Socrates – And what would you say about the prowess shown in the sea, sickness, poverty or political life? In addition, some people are brave when faced with pain and weak when taken by pleasure. That’s why I ask you again: what would we call the generosity of Lash?
Lahis – You put me in Socrates thoughts. Now that I think about it better, I would say that bravery is a kind of soul’s heartbeat.
Socrates – My dear! Now you have given us a comprehensive definition, but perhaps too comprehensive, because if the real bravery is always a virtue, then the simple absurd misery can also be described as a virtue?

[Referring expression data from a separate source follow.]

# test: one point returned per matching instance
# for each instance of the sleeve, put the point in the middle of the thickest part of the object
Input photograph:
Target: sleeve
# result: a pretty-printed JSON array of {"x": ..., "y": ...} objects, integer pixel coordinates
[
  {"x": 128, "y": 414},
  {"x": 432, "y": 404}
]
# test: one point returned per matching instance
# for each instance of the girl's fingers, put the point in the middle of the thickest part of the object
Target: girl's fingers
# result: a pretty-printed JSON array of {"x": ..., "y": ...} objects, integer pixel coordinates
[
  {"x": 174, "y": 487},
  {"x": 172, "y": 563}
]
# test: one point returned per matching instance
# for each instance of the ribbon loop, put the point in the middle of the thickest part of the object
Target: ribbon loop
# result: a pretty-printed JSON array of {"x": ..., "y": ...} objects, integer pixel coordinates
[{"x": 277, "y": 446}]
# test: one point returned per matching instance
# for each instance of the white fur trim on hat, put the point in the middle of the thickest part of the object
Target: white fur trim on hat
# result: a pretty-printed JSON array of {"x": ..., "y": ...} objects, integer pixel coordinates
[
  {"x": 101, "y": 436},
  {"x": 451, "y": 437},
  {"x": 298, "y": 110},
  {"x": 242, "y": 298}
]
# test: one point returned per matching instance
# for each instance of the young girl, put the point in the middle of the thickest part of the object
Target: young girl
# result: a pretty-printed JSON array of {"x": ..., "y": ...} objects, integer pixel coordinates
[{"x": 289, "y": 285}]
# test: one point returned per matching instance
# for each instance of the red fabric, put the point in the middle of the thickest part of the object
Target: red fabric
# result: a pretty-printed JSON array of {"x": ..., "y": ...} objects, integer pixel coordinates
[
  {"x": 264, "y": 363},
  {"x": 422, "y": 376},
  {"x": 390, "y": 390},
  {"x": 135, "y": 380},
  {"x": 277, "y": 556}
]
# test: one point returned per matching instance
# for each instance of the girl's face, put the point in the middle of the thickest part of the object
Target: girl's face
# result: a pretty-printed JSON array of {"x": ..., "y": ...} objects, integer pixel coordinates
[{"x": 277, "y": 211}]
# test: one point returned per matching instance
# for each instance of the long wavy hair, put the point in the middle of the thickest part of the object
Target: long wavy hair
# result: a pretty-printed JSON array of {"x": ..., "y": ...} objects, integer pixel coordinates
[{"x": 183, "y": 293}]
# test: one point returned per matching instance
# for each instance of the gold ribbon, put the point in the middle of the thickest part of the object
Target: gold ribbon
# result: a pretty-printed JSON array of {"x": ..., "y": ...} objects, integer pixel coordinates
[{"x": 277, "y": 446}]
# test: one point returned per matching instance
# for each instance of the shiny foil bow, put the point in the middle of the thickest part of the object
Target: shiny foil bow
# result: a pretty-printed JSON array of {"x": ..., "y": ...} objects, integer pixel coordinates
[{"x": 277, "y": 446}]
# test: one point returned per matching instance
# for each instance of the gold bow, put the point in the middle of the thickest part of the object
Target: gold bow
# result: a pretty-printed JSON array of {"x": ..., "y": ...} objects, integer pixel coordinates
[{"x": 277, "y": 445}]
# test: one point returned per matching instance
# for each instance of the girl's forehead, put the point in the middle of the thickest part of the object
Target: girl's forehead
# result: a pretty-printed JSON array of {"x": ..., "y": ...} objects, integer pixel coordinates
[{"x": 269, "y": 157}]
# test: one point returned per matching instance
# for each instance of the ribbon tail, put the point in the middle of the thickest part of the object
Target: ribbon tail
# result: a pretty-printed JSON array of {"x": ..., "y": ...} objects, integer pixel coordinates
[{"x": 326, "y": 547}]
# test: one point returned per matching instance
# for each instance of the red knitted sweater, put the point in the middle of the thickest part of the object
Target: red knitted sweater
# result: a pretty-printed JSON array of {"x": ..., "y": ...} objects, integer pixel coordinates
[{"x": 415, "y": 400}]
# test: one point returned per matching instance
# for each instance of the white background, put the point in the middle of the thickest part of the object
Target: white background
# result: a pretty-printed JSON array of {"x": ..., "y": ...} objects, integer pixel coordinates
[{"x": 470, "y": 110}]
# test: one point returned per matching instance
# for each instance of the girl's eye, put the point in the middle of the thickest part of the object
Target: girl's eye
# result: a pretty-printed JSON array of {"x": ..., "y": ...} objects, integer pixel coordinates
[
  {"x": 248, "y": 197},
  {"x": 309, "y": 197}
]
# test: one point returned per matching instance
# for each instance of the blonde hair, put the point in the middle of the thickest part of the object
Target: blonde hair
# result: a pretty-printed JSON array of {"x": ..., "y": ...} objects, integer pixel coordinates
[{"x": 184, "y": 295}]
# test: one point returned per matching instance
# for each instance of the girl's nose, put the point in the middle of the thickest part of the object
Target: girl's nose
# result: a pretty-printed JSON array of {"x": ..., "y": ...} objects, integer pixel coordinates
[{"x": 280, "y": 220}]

Lahis – I should have been wise. Socrates – Yes, but what does it mean wise? What is your view of the man who is able to fight and is willing to fight bravely because he has reasonably calculated that he will have the support of others, that he is fighting against the fewer and weaker than those who fight at his side? Would you say that this man who performs such a wit in such wisdom is a manly man? More prolific and by the one who has the will to stay and fight on the weak side?Lahis – I have no doubt that the man who is not sitting to figure out the risk is brighter than the other. Socrates – So, the man who dives in a well without knowing how to dive is brighter, even more, foolish than the trained diver? Lahis – I have to be consistent with what I said before Socrates, but there is obviously a gap in our reasoning. Source: Nasos Argiropoulos writes at : http: //nasosargiropoulos.blogspot.gr(We read it in Ronald Gross’s book, The Socrates Method)
Sometimes, the Gods and the Fates are cruel; sometimes, They are kind. Either way, if you have a loved one in your life, share a strawberry, drink some champagne, and most importantly, be grateful for the love you have…
Strawberries and Champagne are the quintessential ingredients for any romantic night in. So how did this tiny fruit become a popular love staple?
There is an obvious association with love; the fruit grows in the shape of a tiny red heart. A latter version of the Aphrodite and Adonis story claims to tell the origins of the strawberry: Aphrodite was in love with the beautiful Adonis, but his love for hunting ended up being his undoing. Gored by a boar, he lay in the forests gasping his last breaths as Aphrodite rushed to his side. She poured nectar on his wounds, hoping against hope to heal him, but it was too late and her beloved mortal died in her arms. Popular myth claims that her tears mingled with his blood; as this fluid seeped into the ground, strawberries grew in their place.